Bai, Likhomanenko, Zhang, Gu, Aldeneh, Jaitly — Apple, 2024

dMel: Speech Tokenization Made Simple

A training-free discrete speech representation that bins mel-spectrogram values into integers — no neural codec needed.

Prerequisites: Mel Spectrograms + Transformers + Basic signal processing
9
Chapters
5+
Simulations

Chapter 0: Why New Speech Tokens?

Large language models process text as discrete tokens. To handle speech with the same machinery, you need to convert a continuous audio waveform into a sequence of integers. The dominant approach in 2023-2024 uses neural audio codecs — models like EnCodec and SoundStream that compress audio into discrete codes via a learned encoder-decoder with vector quantization.

These codecs are powerful, but they come with serious baggage:

The core question: Do we actually need a learned encoder to discretize speech? Mel spectrograms already capture the essential structure of speech. What if we just... binned the mel values directly into integers? No training, no codec, no RVQ hierarchy.

This is exactly what dMel proposes. The result is shockingly competitive: a completely training-free tokenization that matches or beats EnCodec on both TTS and ASR tasks, while being streamable, domain-robust, and trivial to implement.

Codec vs dMel Pipeline

Top: traditional neural codec path (train encoder, quantize, decode). Bottom: dMel path (compute mel, bin values, done). Click to animate.

What is the main disadvantage of neural audio codecs like EnCodec for speech tokenization?

Neural codecs need training, create complex multi-codebook hierarchies, often cannot process small chunks in isolation, and are fragile to domain shift — all problems dMel avoids entirely.

Chapter 1: Mel Spectrograms 101

Before we can discretize mel spectrograms, we need to understand what they are and why they are the dominant representation for speech processing.

From Waveform to Spectrogram

Raw audio is a 1D signal: amplitude values sampled at 16,000 Hz (for speech). A 10-second utterance is just 160,000 floating-point numbers. This raw waveform is hard for models to work with directly — the relevant structure (phonemes, formants, pitch) is encoded in frequency patterns that are invisible in the time domain.

The Short-Time Fourier Transform (STFT) slides a window across the waveform and computes the frequency content at each position. With a 25ms window and a 10ms hop, a 10-second signal produces 1000 time frames, each containing the magnitude of ~513 frequency bins (for a 1024-point FFT). This is a spectrogram: a 2D matrix of [time_frames x frequency_bins].

The Mel Scale

Humans perceive pitch logarithmically: the difference between 100 Hz and 200 Hz sounds the same as between 1000 Hz and 2000 Hz (both are one octave). The mel scale warps the linear frequency axis to match this perception. A mel filterbank is a set of triangular filters spaced evenly on the mel scale, applied to the linear spectrogram magnitudes.

Standard configuration for speech:

The result: an 80-dimensional vector every 10ms.
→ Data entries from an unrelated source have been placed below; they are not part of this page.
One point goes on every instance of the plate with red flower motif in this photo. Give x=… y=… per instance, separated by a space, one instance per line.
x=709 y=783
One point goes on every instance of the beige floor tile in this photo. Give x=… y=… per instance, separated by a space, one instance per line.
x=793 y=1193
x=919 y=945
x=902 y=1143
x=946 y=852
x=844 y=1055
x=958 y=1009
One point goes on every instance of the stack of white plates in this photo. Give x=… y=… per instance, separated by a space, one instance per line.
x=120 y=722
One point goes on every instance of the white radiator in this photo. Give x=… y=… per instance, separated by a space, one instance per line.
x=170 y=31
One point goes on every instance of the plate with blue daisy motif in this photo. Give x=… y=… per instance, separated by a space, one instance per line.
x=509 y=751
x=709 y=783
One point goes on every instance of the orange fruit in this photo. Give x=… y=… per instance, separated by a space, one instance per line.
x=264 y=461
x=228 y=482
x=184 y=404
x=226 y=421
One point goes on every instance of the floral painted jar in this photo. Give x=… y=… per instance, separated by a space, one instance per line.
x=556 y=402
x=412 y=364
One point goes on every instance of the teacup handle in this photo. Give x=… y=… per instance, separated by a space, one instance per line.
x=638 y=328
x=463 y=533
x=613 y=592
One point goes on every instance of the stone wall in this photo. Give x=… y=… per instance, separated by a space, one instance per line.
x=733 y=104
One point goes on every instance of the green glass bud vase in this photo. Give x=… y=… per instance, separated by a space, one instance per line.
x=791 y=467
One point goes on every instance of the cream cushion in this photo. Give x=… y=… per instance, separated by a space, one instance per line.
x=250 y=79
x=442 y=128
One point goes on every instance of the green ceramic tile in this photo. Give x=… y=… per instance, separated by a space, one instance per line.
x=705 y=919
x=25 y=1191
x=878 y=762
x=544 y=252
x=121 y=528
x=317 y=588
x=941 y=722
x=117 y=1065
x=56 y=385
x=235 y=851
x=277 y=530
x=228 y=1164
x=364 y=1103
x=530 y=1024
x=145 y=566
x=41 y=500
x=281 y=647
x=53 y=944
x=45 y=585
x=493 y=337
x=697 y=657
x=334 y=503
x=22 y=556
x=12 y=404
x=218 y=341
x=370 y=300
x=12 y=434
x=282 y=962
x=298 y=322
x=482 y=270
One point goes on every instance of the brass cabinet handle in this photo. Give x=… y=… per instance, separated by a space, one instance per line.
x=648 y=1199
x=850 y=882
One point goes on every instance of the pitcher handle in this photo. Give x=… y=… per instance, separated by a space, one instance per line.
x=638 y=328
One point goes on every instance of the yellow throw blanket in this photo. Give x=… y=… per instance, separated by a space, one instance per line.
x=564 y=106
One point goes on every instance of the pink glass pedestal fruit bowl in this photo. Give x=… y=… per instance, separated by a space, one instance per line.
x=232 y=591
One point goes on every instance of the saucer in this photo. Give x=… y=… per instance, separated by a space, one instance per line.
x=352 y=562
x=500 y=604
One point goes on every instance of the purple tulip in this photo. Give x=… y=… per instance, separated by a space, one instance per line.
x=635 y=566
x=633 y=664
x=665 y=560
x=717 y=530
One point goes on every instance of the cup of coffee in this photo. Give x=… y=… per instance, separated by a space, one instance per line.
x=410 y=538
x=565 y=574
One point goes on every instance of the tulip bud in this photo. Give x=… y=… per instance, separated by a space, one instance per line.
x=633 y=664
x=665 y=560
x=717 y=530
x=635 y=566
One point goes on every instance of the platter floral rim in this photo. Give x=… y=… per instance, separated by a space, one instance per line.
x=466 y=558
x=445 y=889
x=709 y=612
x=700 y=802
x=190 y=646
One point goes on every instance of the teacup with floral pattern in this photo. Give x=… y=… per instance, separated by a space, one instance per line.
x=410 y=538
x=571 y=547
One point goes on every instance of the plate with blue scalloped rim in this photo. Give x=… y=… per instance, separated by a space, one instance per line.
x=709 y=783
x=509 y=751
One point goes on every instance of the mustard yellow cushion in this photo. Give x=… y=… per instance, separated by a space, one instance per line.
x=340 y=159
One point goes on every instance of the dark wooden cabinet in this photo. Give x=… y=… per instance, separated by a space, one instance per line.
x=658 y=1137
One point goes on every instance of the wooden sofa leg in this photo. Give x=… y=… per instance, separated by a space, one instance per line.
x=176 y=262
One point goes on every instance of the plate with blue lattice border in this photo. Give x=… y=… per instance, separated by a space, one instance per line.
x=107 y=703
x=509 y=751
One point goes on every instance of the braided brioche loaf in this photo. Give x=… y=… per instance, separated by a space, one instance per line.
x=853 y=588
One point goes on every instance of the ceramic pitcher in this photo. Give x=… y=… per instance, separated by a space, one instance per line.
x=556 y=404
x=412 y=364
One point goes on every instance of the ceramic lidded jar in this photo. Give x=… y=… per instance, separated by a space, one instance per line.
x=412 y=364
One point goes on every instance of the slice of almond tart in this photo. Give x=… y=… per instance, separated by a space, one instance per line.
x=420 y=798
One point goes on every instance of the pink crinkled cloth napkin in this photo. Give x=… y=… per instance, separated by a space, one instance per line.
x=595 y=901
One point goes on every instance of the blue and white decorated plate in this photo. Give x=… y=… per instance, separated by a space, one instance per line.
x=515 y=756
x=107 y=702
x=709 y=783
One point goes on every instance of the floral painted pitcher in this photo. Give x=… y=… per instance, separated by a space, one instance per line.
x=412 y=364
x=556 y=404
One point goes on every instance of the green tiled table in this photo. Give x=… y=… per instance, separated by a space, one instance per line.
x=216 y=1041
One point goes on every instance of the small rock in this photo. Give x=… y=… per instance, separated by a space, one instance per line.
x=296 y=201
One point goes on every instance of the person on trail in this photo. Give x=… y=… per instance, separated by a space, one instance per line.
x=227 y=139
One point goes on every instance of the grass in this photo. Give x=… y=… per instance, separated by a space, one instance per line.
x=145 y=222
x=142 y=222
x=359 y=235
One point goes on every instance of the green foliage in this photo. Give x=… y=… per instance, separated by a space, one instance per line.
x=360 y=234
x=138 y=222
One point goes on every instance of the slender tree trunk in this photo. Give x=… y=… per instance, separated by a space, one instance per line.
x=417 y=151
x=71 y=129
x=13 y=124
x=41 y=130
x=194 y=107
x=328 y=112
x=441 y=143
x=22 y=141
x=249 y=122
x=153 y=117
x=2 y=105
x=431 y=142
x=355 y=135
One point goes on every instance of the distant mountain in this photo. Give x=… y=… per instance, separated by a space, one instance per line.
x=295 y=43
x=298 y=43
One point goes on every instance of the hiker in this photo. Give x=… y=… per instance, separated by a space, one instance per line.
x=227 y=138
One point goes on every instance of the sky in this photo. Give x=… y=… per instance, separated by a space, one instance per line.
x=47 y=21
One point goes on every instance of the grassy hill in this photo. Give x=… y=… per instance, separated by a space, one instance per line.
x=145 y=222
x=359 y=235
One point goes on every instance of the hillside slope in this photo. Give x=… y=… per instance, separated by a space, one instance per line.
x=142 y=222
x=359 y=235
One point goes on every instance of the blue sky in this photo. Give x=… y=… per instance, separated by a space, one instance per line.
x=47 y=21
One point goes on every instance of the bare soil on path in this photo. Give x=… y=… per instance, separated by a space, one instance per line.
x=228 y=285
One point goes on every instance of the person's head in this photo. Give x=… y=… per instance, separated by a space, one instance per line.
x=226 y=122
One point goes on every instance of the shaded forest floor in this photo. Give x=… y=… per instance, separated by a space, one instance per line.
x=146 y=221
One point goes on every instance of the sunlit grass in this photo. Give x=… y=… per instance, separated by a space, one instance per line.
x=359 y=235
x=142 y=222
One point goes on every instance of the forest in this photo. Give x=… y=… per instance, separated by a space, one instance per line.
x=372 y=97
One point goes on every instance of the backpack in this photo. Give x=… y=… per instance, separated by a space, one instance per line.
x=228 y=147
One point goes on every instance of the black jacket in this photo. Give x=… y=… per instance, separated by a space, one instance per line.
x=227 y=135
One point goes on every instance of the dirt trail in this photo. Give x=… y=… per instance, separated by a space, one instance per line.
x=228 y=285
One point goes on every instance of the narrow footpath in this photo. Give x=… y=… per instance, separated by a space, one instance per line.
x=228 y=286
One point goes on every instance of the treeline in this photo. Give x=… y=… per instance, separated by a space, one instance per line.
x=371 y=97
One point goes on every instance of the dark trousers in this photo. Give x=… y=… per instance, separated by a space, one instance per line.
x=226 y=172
A 10-second utterance becomes a [1000 x 80] matrix. Each column is a mel-frequency channel; each row is a time frame.

Why mel spectrograms are ideal for speech: They compress the 8000+ frequency bins of a linear spectrogram into 80 perceptually-meaningful bands. They discard phase information (which is largely irrelevant for speech content). They are the standard input to virtually every ASR system (Whisper, wav2vec2) and the standard output target of every TTS system (Tacotron, FastSpeech). dMel's insight is that this well-understood representation is already "good enough" — we do not need to learn a better one.
Mel Spectrogram Anatomy

A synthetic mel spectrogram showing 80 frequency bands over time. Each cell is a continuous float value representing energy at that frequency and time. Hover to inspect values.
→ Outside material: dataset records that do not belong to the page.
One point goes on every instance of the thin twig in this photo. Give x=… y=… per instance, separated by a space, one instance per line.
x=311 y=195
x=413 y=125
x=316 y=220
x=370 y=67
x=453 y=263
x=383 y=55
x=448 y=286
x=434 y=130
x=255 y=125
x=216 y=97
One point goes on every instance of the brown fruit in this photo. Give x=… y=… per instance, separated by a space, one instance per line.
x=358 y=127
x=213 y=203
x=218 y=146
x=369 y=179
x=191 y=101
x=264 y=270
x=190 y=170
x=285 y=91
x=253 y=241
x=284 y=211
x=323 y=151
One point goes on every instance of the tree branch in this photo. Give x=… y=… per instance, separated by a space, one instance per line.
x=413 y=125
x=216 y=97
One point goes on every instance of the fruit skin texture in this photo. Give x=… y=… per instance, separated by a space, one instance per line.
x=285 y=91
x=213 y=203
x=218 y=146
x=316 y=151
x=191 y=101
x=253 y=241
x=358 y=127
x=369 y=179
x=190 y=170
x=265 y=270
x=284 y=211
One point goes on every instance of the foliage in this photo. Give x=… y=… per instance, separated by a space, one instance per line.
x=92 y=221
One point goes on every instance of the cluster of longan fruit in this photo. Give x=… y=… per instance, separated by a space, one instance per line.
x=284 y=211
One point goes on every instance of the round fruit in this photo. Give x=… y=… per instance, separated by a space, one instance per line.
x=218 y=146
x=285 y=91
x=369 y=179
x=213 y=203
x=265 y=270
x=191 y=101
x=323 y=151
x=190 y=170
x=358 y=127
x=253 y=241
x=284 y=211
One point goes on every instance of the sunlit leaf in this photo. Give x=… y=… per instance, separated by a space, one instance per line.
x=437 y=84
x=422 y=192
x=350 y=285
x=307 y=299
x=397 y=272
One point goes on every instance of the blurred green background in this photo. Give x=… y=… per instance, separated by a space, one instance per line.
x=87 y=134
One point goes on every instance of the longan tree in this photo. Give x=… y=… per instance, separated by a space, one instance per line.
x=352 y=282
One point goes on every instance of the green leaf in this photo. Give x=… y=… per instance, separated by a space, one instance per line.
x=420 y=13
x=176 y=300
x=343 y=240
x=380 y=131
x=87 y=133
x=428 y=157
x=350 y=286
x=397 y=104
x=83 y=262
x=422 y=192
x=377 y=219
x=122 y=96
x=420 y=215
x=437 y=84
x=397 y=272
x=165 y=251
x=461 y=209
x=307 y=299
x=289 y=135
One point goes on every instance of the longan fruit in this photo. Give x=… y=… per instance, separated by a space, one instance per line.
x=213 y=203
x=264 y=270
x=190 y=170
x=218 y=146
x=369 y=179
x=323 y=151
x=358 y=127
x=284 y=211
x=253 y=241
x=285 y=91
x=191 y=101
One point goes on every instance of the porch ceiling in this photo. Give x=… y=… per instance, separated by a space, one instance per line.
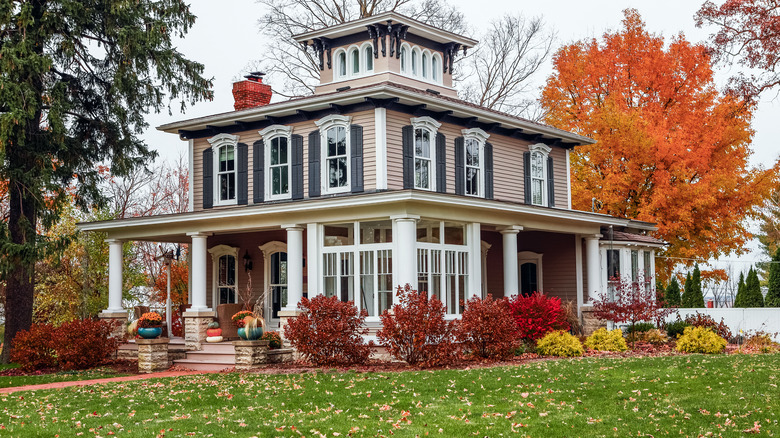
x=270 y=216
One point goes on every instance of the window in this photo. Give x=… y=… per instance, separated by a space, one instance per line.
x=474 y=145
x=225 y=274
x=335 y=153
x=277 y=159
x=225 y=167
x=539 y=153
x=425 y=129
x=442 y=267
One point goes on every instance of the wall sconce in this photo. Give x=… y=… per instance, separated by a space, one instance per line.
x=247 y=261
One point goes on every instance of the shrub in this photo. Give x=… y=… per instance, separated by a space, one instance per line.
x=329 y=332
x=537 y=314
x=83 y=344
x=559 y=343
x=415 y=331
x=34 y=349
x=273 y=338
x=700 y=340
x=487 y=328
x=676 y=328
x=706 y=321
x=606 y=340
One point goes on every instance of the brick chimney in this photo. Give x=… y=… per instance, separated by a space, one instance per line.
x=251 y=92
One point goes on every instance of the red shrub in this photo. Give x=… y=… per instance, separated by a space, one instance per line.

Why does the mel spectrogram use 80 bands instead of the full 513 frequency bins from the STFT?

The mel scale groups high frequencies into wider bands (since we cannot distinguish fine differences up there) while preserving detail in low frequencies where speech formants live. 80 bands is the sweet spot: enough resolution for speech, compact enough for efficient processing.

Chapter 2: The Discretization Trick

Here is the entire dMel algorithm. It is almost comically simple:

Step 1
Compute 80-band mel spectrogram from raw audio (16kHz, 10ms hop, 25ms window, log magnitude).
Step 2
Per-channel normalization: subtract channel mean μc and divide by channel std σc (computed from training set statistics).
Step 3
Clip values to [−4, 4] (nearly all normalized values fall here).
Step 4
Linearly map [−4, 4] to [0, B−1] and round to nearest integer. Each value becomes a bin index in {0, 1, ..., B−1}.
Result
Each time frame is 80 integers, each in [0, B−1]. Vocabulary size = B (typically 256).

Mathematically, for channel c at time t:

c,t = (melc,t − μc) / σc
binc,t = round( clip(x̂c,t, −4, 4) × (B−1) / 8 + (B−1) / 2 )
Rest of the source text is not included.